Hi,
The following code fails:
pg = arcpy.PointGeometry(vert,'None',True) arcpy.SelectLayerByLocation_management("hgt_feats", "WITHIN_A_DISTANCE_3D", pg, 0.005, 'NEW_SELECTION')
with:
File "Z:/Projects/Development/python/ToGround/ToGround.py", line 140, in <module>
arcpy.SelectLayerByLocation_management("hgt_feats", "WITHIN_A_DISTANCE_3D", pg, 0.005, 'NEW_SELECTION')
File "C:\Program Files (x86)\ArcGIS\Desktop10.6\ArcPy\arcpy\management.py", line 7873, in SelectLayerByLocation
raise e
RuntimeError: Object: Error in executing tool
I'm trying to see if there is an underlying polygon vertex at a specific XYZ location.
I do not need to select the underlying polygon, I just need to know if there is one at that location
Any help would be appreciated.
Regards and thanks,
Zoltan
Solved! Go to Solution.
With ArcGIS Pro, not sure whether from 1.0 or a later release, you can use Select Layer By Location with only ArcPy geometries. The Select Layer By Location—Data Management toolbox | ArcGIS Pro alludes to it rather than stating it directly:
Usage
If the input is a feature class or dataset path, this tool will automatically create and return a new layer with the result of the tool applied.
>>> import arcpy
>>>
>>> SR = arcpy.SpatialReference(3857)
>>> polys = [
... arcpy.FromWKT('POLYGON((0 0, 10 0, 10 10, 0 10, 0 0))', SR),
... arcpy.FromWKT('POLYGON((11 11, 21 11, 21 21, 11 21, 11 11))', SR),
... arcpy.FromWKT('POLYGON((0 11, 5 11, 5 16, 0 16, 0 11))', SR)
... ]
>>> pt = arcpy.FromWKT('POINT(10.5 10.5)', arcpy.SpatialReference(3857))
>>>
>>> fl, = arcpy.SelectLayerByLocation_management(
... polys,
... 'WITHIN_A_DISTANCE',
... pt,
... 1.0,
... 'NEW_SELECTION'
... )
>>> fl.getSelectionSet()
{1, 2}
>>>
The IDs returned from getSelectionSet() are offset by 1 from the index of the list passed to it.
In terms of ArcGIS Desktop/ArcMap, this new functionality was not supposed to be back ported, but it appears to have been back ported because I can run this code with 10.6.1. That said, I think using an ArcPy geometry as the select_features has worked for several versions.
That makes sense (like the interactive featurelayer creation in tools for Pro
... but it does the arcpy's PointGeometry Zoltan is using work?
Should it work for Zoltan with the PointGeometry, I think so, and it appears to be running without errors.
I can't say I am a fan of the changes to Select Layer by Attributes and Selection Layer By Location. The tools are called "Select Layer," I don't see what is wrong with requiring an actual layer for the in_layer parameter, which is the historical behavior. The newfangled, "convenient" behavior both confuses the semantics of the tools as well as changes some of the behaviors of the tools when using ArcPy geometries as the select_features. I find it humorous and annoying how "backwards compatibility" is so often used as the excuse when my organization asks about changing ArcPy behavior, but it doesn't seem to stop Esri from changing long-standing tool behavior when they want.

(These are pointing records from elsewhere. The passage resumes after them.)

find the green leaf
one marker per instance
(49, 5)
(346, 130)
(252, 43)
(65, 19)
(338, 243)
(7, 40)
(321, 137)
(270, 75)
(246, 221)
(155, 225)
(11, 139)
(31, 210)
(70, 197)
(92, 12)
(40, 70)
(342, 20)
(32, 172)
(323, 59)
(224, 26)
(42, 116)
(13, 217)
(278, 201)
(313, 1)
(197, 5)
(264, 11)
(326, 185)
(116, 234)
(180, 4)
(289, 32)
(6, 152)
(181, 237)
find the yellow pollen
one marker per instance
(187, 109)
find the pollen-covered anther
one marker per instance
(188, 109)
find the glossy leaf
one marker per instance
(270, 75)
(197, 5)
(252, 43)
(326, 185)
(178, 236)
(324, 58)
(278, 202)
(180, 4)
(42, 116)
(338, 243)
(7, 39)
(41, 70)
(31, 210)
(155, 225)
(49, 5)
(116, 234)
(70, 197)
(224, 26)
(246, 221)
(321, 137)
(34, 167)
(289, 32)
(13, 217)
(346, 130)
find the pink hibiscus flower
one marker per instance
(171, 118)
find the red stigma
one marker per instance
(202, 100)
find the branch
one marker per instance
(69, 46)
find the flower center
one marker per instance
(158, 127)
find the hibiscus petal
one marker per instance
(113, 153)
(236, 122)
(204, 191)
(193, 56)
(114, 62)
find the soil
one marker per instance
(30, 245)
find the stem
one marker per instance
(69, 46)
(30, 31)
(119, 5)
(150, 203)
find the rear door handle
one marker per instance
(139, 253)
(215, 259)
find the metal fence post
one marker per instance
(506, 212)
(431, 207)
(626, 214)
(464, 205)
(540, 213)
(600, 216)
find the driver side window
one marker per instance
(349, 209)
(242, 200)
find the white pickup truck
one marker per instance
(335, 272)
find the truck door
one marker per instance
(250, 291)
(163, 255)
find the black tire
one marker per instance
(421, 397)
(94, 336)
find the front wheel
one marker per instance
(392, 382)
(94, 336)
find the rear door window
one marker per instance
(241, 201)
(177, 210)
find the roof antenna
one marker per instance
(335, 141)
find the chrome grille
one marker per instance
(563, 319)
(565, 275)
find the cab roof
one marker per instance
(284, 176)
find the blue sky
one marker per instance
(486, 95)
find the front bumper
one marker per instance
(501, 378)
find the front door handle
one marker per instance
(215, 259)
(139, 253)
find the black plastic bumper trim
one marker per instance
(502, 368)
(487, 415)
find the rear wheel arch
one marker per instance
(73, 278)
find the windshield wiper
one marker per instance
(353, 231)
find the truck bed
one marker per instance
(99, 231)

on 2.3 beta, and I couldn't even get your code to work until I removed the comma on line 9 an
it didn't like fl.getSelectionSet(), and I had to use
I last tested with Python 3 for ArcPy 10.6.1 on Linux, an ArcGIS Server-based ArcPy bundle. So, it could be part of what I did only works on either 10.6.1, Linux, or both!
Regarding Pro, I will have to test again next week once I get access again to a machine with it installed. What I have found with Pro is that certain ArcPy code works/behaves differently when run from within the application vs. outside of the application. I have logged several bugs recently where code that should work in a script being executed with the bundled Python interpreter doesn't work, but the same code does work within the Pro application either from a script tool or interactive Python window.
To be expected since the 'arcpy's (in it's various incarnations ) are indeed different.
Python 3.6.6 for current ArcGIS Pro. I don't think that will change much if at all.
3.6.8 ended the 3.6* line, 3.7* is up to 3.7.2 (stable) and 3.8* is under development.
Yes it does
No - this was my first attempt - but see my post with screenshot, above - it does work.
OK - it seems not to work reliably, si I need to rethink my approach.
I'll start a new thread called "Efficient way to check if a vertex coincides with another feature's vertex"
In your new thread, explain what isn't working reliably, the geoprocessing tools themselves or the spatial analysis part.